Page MenuHomePhabricator

refreshUserImpactJob requires a high number of file descriptors
Open, MediumPublic

Description

refreshUserImpactJob is a job that refreshes user impact data for the purpose of displaying those at Special:Homepage and Special:Impact, see https://www.mediawiki.org/wiki/Growth/Positive_reinforcement for project details. The job is scheduled from the maintenance server via growthexperiments-userImpactUpdateRecentlyRegistered and growthexperiments-userImpactUpdateRecentlyEdited jobs during UTC morning.

Since recently, the job started to log mysterious errors (T344427, T341658). Presence of those errors was deemed to block release of new Impact module to further wikis. In T344428: refreshUserImpactJob logs mysterious fatal errors, it was determined that the job errors out because it exhausts the limit of opened files. Since https://gerrit.wikimedia.org/r/c/967870, the errors stopped happening, which confirms that the issue is indeed caused by exhausting file descriptors.

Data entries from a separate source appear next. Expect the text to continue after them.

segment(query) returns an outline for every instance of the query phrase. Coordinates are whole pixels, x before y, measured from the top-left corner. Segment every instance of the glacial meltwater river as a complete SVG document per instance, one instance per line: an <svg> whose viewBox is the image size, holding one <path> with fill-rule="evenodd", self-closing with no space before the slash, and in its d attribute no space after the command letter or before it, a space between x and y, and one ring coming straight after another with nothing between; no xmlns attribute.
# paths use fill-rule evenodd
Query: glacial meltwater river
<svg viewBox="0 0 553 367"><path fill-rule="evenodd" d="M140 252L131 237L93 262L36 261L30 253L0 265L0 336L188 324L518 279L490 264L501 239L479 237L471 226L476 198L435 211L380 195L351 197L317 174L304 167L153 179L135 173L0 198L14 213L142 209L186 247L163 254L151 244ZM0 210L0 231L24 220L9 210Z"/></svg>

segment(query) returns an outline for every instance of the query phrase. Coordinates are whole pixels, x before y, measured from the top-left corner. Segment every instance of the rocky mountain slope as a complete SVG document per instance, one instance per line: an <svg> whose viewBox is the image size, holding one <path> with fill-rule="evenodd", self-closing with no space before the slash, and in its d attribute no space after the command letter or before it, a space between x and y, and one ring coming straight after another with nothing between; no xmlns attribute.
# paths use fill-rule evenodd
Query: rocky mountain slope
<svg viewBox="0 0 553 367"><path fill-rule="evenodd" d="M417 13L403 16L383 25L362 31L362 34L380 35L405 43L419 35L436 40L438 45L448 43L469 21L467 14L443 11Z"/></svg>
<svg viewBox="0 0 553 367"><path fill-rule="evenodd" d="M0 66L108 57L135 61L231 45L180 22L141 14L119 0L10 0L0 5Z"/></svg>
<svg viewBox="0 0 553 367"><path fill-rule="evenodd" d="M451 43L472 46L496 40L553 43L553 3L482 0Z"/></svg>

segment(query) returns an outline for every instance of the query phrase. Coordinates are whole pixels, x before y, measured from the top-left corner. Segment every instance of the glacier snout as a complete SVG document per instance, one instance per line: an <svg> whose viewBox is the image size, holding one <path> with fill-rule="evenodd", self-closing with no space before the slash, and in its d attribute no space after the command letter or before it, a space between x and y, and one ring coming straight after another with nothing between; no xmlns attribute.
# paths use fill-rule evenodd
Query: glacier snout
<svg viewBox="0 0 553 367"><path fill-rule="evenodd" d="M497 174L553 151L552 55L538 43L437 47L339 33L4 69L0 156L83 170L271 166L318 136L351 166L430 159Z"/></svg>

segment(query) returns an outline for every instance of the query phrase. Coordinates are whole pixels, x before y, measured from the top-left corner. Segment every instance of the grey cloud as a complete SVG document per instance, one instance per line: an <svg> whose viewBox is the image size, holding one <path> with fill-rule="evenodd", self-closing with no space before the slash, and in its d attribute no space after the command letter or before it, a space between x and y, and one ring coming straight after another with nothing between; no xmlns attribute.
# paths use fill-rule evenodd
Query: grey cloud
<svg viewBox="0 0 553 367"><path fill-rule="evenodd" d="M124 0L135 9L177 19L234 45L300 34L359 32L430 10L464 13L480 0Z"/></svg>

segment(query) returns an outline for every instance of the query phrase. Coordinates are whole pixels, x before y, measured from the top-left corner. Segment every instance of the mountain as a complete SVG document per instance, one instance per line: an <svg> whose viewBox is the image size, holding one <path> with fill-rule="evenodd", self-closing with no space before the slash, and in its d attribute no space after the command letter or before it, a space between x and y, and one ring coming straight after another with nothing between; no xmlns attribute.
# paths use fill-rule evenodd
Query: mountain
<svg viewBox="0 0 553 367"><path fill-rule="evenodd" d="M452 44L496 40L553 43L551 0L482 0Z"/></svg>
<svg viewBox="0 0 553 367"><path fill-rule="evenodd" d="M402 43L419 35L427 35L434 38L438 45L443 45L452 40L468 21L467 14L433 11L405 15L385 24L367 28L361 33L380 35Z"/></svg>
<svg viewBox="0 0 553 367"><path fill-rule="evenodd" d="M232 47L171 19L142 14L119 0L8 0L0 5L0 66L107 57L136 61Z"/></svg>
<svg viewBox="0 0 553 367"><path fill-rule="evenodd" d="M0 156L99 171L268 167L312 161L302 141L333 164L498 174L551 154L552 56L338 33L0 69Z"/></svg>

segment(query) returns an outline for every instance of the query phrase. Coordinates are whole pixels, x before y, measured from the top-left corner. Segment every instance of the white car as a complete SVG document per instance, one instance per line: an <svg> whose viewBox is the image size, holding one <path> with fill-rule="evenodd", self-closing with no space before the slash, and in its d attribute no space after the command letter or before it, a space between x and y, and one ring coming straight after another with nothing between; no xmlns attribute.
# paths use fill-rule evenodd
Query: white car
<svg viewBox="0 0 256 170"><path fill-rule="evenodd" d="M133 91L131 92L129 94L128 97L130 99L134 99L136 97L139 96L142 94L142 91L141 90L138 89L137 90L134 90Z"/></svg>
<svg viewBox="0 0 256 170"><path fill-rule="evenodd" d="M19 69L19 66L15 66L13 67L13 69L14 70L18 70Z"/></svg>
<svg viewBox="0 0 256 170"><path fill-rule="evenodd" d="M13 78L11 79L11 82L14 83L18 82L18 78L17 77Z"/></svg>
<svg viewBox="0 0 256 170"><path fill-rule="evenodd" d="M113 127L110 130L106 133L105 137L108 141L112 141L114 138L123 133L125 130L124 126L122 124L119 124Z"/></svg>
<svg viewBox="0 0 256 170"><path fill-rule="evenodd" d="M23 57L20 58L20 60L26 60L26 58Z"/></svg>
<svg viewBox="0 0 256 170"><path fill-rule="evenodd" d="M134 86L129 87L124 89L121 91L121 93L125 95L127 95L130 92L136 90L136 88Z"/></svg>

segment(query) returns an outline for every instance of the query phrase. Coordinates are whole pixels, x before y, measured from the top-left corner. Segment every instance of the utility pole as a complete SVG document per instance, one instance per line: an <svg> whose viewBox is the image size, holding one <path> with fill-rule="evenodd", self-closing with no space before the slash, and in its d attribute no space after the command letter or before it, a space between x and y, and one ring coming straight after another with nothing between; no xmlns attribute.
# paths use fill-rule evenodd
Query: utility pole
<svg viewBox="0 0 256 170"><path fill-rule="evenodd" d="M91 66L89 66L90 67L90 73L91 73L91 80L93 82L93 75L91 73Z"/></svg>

@Joe stated via IRC that we can keep the limit increased for as long as necessary, and that it might not be possible to guarantee the same for k8s jobrunners. Since the limit increase made the errors to disappear, we can consider new Impact module rollout unblocked for the timebeing. However, we should still aim to identify the exact cause of the FD exhaustion and fix it, especially since the progressive shift to k8s might make the error return at any time. Within this task, the root cause of the problem should be identified and fixed.

Event Timeline

Restricted Application added a subscriber: Aklapper. · View Herald Transcript
KStoller-WMF subscribed.
jijiki subscribed.

@Urbanecm_WMF feel free to switch the tag to serviceops when you require input/actions/investigation from us

@Urbanecm_WMF feel free to switch the tag to serviceops when you require input/actions/investigation from us

I'd heavily appreciate helping us to get to a stage when we can reproduce the issue without using jobqueues. Currently, the issue disappeared, but only because @Joe increased the limit on the jobrunner. So far, I was unable to reproduce the issue without scheduling the jobs, and since the FD limit increase on jobrunner, I can't reproduce the issue in any way (I only know it exists because it consistently logged error messages and that it is FD exhaustion related, but nothing more).

Once we are able to reliably reproduce the issue in some easy-to-hack way (mwmaint, dev machine, similar), I think it would be much easier for Growth to continue debugging here, but given our limited knowledge of the infra, we're lost at what could be done to make the issue more easier to reproduce. Is this something serviceops can help with?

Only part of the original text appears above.